TAVOLO DELLA PACE
La "provocazione" di Venezia: gemellare palestinesi e israeliani
dall'inviato
Emanuele Giordana
Mercoledi' 1 Ottobre 2008
Venezia - Nello stallo in cui sembra precipitato il
processo di pace israelopalestinese sembrano emergere due tendenze. La
disillusione sulla diplomazia con la "D" maiuscola e una voglia comunque di fare
qualcosa. "Se non altro per non doversi dire domani che non ce l'abbiamo messa
tutta", per usare le parole di Adriano Poletti, vicepresidente del Coordinamento
nazionale degli enti locali per la pace che ha organizzato a Venezia l'incontro
"Facciamo pace in Medio oriente", terza conferenza europea degli enti locali cui
hanno partecipato oltre 270 delegati provenienti da molte città europee e da
comuni palestinesi e israeliani. Nasce così anche la "provocazione" impossibile
di tentare di gemellare, con la mediazioni europea, città israeliane e città
palestinesi. "Si, impossibile - sorride Flavio Lotti - esattamente come... la
pace. Ecco perché bisogna provarci". Fosse anche solo per il numero dei
delegati, il tema della "diplomazia delle città" non sembra dunque essere stata
solo una chiave in "d" minuscola. Che si è arricchita dal tentativo di capire se
la costruzione di una rete di enti locali produce effettivamente dialogo e non
soltanto qui in Europa dove palestinesi e israeliani si parlano salvo poi, come
in molti temono, tornare ad ignorarsi una volta a casa, dov'è il conflitto a
dettare le regole della convivenza. Ospitati da provincia e Comune di Venezia
nella rinnovata isola di san Servolo (un tempo Cayenna veneziana e poi manicomio
che venne chiuso con la legge Basaglia), israeliani, palestinesi ed europei
(dagli spagnoli ai francesi, dai belgi agli olandesi) si son chiesti se si può
"accerchiare" la diplomazia delle capitali partendo dagli enti locali e dal
territorio. Ma senza ignorare il quadro internazionale e il proprio ambito
nazionale per evitare il "piccolo è bello" del singolo progetto che magari
costruisce il pozzo nel villaggio, ma che non riesce a diventare poi strumento
di pressione politica. Fare i conti coi grandi decisori dunque, ma anche con una
rivendicazione di autonomia e con gli interrogativi sul ruolo della cooperazione
decentrata, sulla sfida delle città e, soprattutto, sul rapporto che poi i gli
amministratori degli enti locali (qui e là) hanno coi propri cittadini.

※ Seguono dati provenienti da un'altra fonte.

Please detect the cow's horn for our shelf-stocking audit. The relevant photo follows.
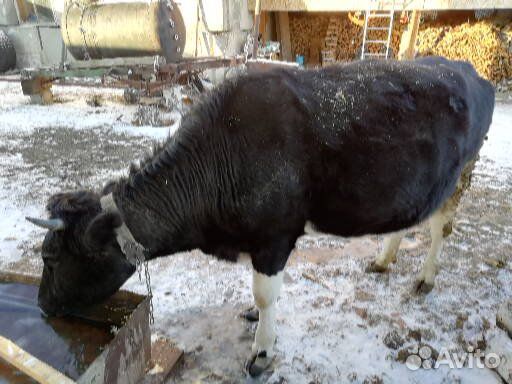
[25,217,66,231]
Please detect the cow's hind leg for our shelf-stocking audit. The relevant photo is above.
[246,270,283,376]
[414,156,478,293]
[366,231,405,273]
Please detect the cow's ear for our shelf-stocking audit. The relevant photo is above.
[85,212,123,249]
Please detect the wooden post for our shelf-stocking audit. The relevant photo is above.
[252,0,261,60]
[398,10,421,60]
[277,12,293,61]
[0,336,75,384]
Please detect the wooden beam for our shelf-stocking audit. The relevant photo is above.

"Facciamo pace in Medio oriente" intanto ha fissato un obiettivo italiano: la
creazione di una rete di almeno cento enti locali decisi a lavorare "con
realismo" per la pace tra israeliani e palestinesi, con iniziative concrete di
solidarietà e di cooperazione che abbiano come protagonisti comuni, province e
regioni. Ma c'è ben di più: "chiediamo alla Ue - spiega Flavio Lotti - di far
crescere il suo ruolo politico nel processo negoziale e di non sprecare la
disponibilità delle città europee nel partecipare attivamente a questo sforzo".
Come? Con progetti concreti a cominciare da campagne di coinvolgimento dei
cittadini europei e, in Medio Oriente, rafforzando la qualità dei progetti di
cooperazione decentrata. Ma anche sviluppando "partenariati e gemellaggi con le
città palestinesi e israeliane impegnate per la pace" conclude Lotti. E
lavorando soprattutto con i giovani, per fare "un passo nel futuro, nella
cultura della pace, dei diritti e della riconciliazione".
Il documento finale dell'incontro di Venezia sarà in realtà presentato a fine
novembre a Istanbul al Consiglio mondiale delle città. Da lì dovrà venire il
mandato forte, una luce verde perché le città si mettano in moto per la pace in
Medio oriente. Trasformando la solidarietà in pressione politica sulle
istituzioni e la diplomazia con le iniziali scritte in maiuscolo.